Along with the Keys, they also solve, or at least delay, many of the jukebox problems. By focusing so narrowly on just a few weeks of Ali’s life, “Hell’s Kitchen” chooses the potential for dramatic depth over career highlights. And it’s not a lot of sugarcoating: Keys seems perfectly poised to present her aspirational stance as a hormonal teenager immune to common sense — and Munn, 21, is very smart and fearless in presenting that complex portrayal.
Most importantly, Keys’ songs, even hits like “Fallin’,” “If I Ain’t Got You,” and “No One,” fit into the story (and into the mouths of a variety of characters) without much obfuscation. If they don’t, the situation will effectively be acknowledged. When Ali finally spends the night with Nok — just in time, before the various story lines merge in a shocking event at the end of the first act — Ali’s friend Tiny (Vanessa Ferguson) is upset, because this is supposed to come as a surprise. An unapologetically woman-centric story. “The world is hers because she got a man now?” she complains, interrupting 2012’s “Girl on Fire,” which is repurposed here as an upbeat “I’m on top of the world” song. “This is what we do?”

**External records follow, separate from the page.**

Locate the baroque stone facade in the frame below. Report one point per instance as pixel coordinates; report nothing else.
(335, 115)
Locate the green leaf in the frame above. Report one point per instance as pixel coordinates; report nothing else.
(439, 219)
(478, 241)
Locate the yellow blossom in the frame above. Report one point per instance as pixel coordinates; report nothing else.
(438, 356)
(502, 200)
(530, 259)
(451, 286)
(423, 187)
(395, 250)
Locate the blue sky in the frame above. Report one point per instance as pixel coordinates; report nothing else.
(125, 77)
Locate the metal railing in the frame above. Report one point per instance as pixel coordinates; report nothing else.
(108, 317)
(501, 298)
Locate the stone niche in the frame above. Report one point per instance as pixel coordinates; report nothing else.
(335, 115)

Unfortunately, “is this what we do?” This is how I felt the moment the second semester started. As if the creators no longer have time for ingenuity — even though Keyes and Diaz have been working on “Hell’s Kitchen” for more than a decade — his wit turns to lectures as the story, especially Jersey’s, becomes blurry. Her strained relationship with Ali’s father, here a jazz pianist though in reality a flight attendant, bears the distinctive signs of dramatic injury. (On the other hand, he’s played by Brandon Victor Dixon, a human aphrodisiac, vocally and otherwise.) The argument between Jersey and Miss Lisa Jane seems similarly contrived, until it’s resolved in an apparent twist of pathos. And despite Bean’s skill, Jersey’s love for her daughter, the heart of the show, gets lost in the attempt to complicate it.
The second act songs follow suit. It’s no coincidence that the three new ones written by Keyes Productions, all of which are good, are at the top of the show. And although well-structured musicals typically have far fewer songs in the second half than the first to make room for the complexities of plot resolution, there are 14 songs that end indulgently, if unavoidably, with the 2009 New York anthem ” “Empire State of Mind”. As a result, “Hell’s Kitchen” almost becomes what it initially tried to avoid: a garbage dump.

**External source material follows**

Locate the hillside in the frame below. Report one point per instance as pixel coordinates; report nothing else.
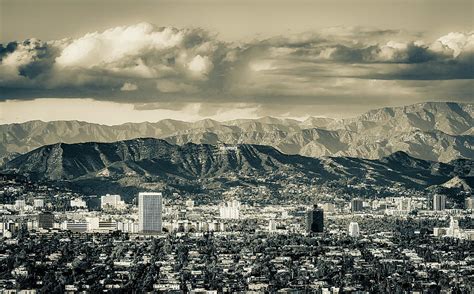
(431, 131)
(156, 160)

But since those hits are hits for a reason, there’s still joy in hearing them. The vocals (under the direction of Dominic Volacaro), arrangements and orchestrations (by various hands including Adam Blackstone, Tom Kitt and Keys herself) are exciting, if strangely unbalanced in Gareth Owen’s sound design. The fire escape sets (by Robert Brill), expressive projections (by Peter Negrini), saturated lighting (by Natasha Katz) and often ridiculous costumes (by Dede Aite) are all Broadway-ready.

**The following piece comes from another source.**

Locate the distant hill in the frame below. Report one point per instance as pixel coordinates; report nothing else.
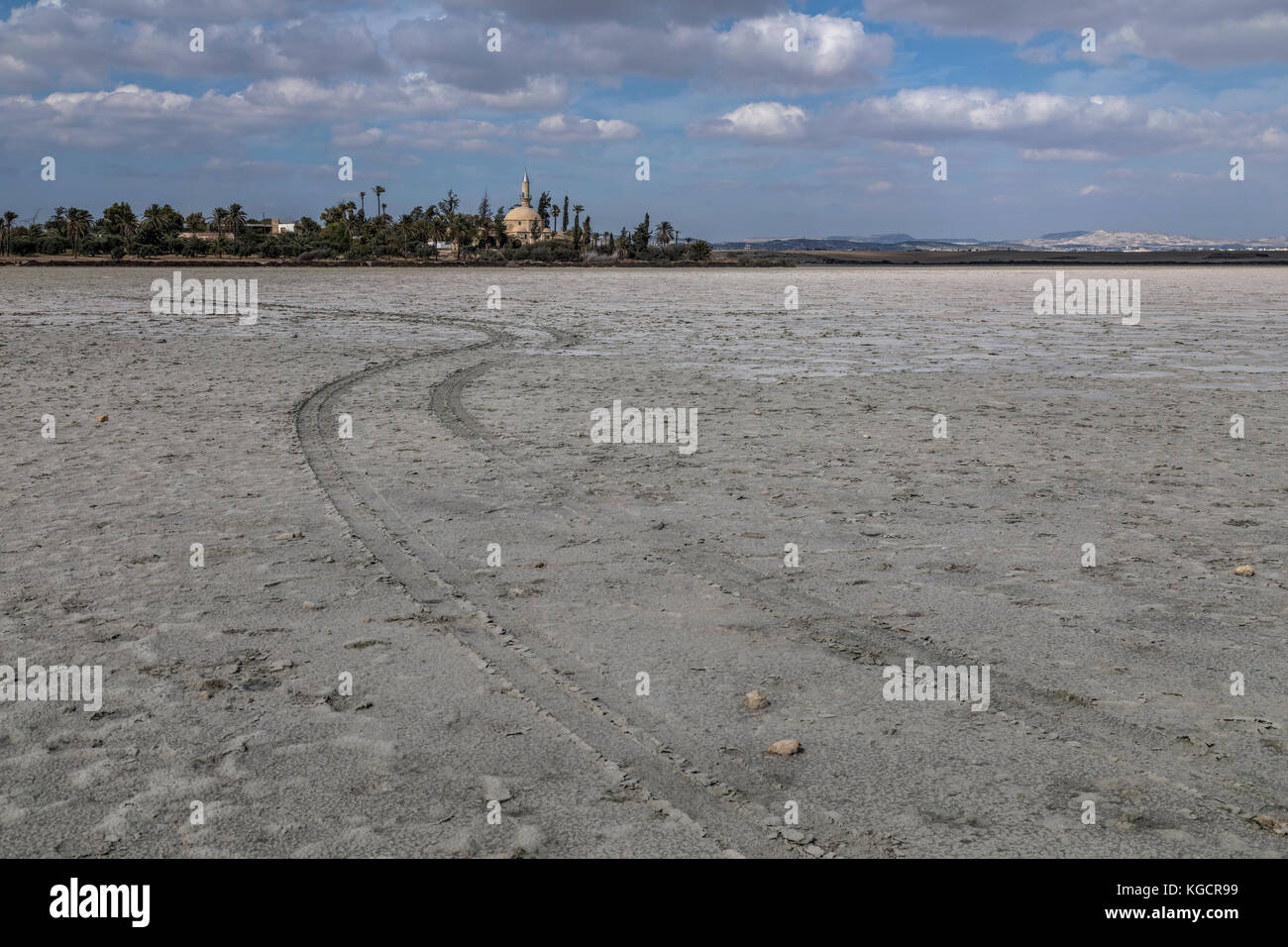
(1064, 240)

I hope “Hell’s Kitchen” is like that too. Of course, many musicals transfer without resolving the problems of the first act, let alone the second act. That would be a shame here. Although Ali’s discovery that art is love, with or without a man, is too rich to reach a wider audience, and a million other girls are on fire, it’s not perfectly told.
Hell’s Kitchen
Through January 14 at the Public Theater in Manhattan; publictheater.org. Show duration: 2 hours and 30 minutes.